8.8. In the event that any Board Director or President fails to perform his/her duties in accordance with the By-Laws or in the best interests of the Association, he/she shall be removed from the Board or Presidency by the approval of more than two-thirds (2/3) of the Board. The Board may decide to keep the seat vacant (except for the President seat) until the regular election time or fill the vacancy at any time through additional election process.

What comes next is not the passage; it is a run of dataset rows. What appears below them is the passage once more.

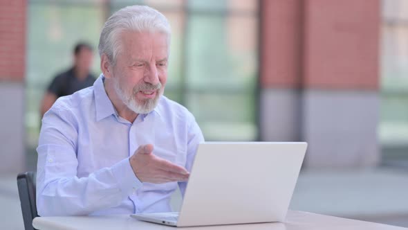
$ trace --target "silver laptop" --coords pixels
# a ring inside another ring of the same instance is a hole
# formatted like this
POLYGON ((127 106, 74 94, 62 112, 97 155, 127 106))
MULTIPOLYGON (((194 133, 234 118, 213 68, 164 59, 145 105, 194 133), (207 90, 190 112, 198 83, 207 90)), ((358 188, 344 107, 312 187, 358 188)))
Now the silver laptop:
POLYGON ((198 146, 180 213, 131 217, 176 227, 282 222, 304 142, 206 142, 198 146))

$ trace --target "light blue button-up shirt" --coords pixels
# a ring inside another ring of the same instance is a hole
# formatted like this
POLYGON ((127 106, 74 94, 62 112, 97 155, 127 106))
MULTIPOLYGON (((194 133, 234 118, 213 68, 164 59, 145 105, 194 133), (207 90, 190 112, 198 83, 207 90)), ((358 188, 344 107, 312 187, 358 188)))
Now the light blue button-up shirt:
POLYGON ((93 87, 59 98, 39 135, 37 208, 41 216, 171 211, 171 193, 186 182, 154 184, 136 177, 129 157, 140 145, 191 170, 204 139, 193 115, 161 96, 131 123, 118 115, 101 76, 93 87))

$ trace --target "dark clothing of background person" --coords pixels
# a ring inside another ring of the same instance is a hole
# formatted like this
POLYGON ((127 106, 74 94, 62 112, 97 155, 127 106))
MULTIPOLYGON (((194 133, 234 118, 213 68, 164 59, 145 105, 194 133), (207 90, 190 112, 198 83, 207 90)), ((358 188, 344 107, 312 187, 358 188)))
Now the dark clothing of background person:
POLYGON ((96 78, 91 73, 89 73, 86 78, 78 79, 75 76, 74 68, 61 73, 55 76, 50 85, 48 91, 57 96, 57 98, 71 95, 78 90, 93 85, 96 78))

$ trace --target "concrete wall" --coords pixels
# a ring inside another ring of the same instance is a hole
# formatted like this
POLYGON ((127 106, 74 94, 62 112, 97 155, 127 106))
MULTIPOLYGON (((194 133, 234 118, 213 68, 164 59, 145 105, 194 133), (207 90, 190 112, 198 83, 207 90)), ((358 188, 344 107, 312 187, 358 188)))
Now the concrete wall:
POLYGON ((0 173, 25 169, 27 1, 0 0, 0 173))

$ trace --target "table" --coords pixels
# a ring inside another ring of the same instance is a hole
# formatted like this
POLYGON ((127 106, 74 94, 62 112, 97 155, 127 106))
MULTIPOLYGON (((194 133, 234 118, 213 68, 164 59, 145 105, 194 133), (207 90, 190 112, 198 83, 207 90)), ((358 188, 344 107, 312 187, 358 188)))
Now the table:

8.9. Each Board Director and officer shall continue his/her term until completion. Voluntary resignation with reasonable excuses approved by the Board (such as family emergency, job change or relocation, etc.) requires 30 day advanced notice. Within the 30 day transition phase, he or she shall help the Association to identify a successor for the Board to approve.
ARTICLE IX
AMENDMENTS TO BY-LAWS
9.1. The power to alter, amend, or repeal the By-Laws shall be vested in the Board of Directors and approved by two-thirds (2/3) of the Board. Such action may be taken at a regular or special meeting for which written notice of the purpose shall be given. The By-Laws may contain any provisions for the regulation and management of the affairs of the Association which are not inconsistent with the law or the Articles of Incorporation.

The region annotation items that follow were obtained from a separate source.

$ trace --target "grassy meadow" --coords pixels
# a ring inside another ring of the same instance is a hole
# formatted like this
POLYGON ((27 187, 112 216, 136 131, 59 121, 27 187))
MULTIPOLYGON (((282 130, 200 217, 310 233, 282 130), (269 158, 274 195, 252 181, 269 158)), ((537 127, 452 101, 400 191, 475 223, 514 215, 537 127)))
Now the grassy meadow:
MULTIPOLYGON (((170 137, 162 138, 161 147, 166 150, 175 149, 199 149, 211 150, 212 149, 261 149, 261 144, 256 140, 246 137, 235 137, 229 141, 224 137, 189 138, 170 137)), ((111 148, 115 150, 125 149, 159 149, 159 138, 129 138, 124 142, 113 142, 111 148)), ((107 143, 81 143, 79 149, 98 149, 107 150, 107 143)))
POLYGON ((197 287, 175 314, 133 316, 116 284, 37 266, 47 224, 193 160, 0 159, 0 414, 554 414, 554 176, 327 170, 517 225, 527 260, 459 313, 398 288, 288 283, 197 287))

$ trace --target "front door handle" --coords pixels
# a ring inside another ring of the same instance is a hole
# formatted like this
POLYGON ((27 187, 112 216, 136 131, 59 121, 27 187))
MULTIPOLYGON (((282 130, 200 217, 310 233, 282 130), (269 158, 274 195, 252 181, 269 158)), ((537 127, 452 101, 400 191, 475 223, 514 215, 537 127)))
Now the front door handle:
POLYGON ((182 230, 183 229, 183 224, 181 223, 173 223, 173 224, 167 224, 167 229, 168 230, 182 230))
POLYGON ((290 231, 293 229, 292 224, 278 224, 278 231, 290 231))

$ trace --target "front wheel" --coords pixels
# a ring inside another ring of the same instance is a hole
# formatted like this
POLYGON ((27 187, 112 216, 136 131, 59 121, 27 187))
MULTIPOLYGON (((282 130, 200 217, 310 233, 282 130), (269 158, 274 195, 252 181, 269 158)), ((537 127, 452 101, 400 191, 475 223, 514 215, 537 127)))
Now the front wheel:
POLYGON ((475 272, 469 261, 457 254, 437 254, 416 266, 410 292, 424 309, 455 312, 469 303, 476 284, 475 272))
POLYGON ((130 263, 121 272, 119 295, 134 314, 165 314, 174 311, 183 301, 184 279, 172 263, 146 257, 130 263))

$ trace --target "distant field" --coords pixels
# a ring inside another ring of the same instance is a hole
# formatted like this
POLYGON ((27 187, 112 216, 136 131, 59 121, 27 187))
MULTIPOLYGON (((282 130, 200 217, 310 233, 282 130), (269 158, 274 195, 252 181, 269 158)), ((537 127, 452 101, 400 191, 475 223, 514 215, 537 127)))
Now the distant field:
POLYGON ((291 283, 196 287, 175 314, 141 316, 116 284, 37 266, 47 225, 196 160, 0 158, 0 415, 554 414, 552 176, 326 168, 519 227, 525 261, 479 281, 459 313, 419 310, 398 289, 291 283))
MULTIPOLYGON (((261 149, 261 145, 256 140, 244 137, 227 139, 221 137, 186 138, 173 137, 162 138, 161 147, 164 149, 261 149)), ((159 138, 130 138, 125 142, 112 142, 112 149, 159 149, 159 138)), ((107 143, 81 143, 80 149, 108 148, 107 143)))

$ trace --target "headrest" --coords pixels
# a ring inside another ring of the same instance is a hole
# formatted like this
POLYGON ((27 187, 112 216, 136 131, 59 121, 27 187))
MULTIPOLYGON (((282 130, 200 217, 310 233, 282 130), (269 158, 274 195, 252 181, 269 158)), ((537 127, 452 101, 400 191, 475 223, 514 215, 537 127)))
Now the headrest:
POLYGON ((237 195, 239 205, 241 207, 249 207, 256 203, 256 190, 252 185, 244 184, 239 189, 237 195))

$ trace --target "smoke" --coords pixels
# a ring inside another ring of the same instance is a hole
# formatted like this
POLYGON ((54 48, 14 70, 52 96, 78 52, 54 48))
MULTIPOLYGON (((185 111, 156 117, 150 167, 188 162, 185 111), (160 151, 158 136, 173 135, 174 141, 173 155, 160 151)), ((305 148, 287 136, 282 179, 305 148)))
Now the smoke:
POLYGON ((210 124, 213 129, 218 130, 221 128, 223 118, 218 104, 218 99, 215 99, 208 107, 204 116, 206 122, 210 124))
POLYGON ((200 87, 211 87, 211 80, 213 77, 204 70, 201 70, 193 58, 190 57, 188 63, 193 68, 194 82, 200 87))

9.2. As the general rule unless specified otherwise in this document, the vote result of the Board shall be recognized as approval, as long as more than half (1/2) of the Board cast approval votes.
ARTICLE X
INDEMNIFICATION OF OFFICERS AND DIRECTORS
10.1. In accordance with the provisions of Chapter 8 of the BUSINESS ORGANIZATIONS CODE of Texas Statutes, the Association shall indemnify any person who was or is a party or is threaten to be made a party to any threatened, pending or completed action, suit or proceeding, whether civil, criminal, administrative or investigative (other than an action by or in the right of the Association) by reason of the fact that he is or was a director, officer, volunteer of the association or who is or was serving at the request of the association as director, officer, volunteer of another corporation, partnership, joint venture, trust or other enterprise, against expenses (including attorney's fees) judgments, fines and amounts paid in settlement actual and reasonably incurred by him in connection with such action, suit or proceeding if he acted in good faith and in a manner he reasonably believed to be in or not opposed to the best interests of the Association, and, with respect to any criminal action or proceeding, had no reasonable cause to believe his conduct was unlawful. The termination of any action, suit or Proceeding by judgment, order, settlement, conviction, or upon a plea of nolo contender or its equivalent, shall not, of itself, create a presumption that the person did not act in good faith and in a manner which he reasonably believed to be in or not opposed to the best interests of the Association, or, with respect to any criminal action or proceeding, had reasonable cause to believe that his conduct was unlawful.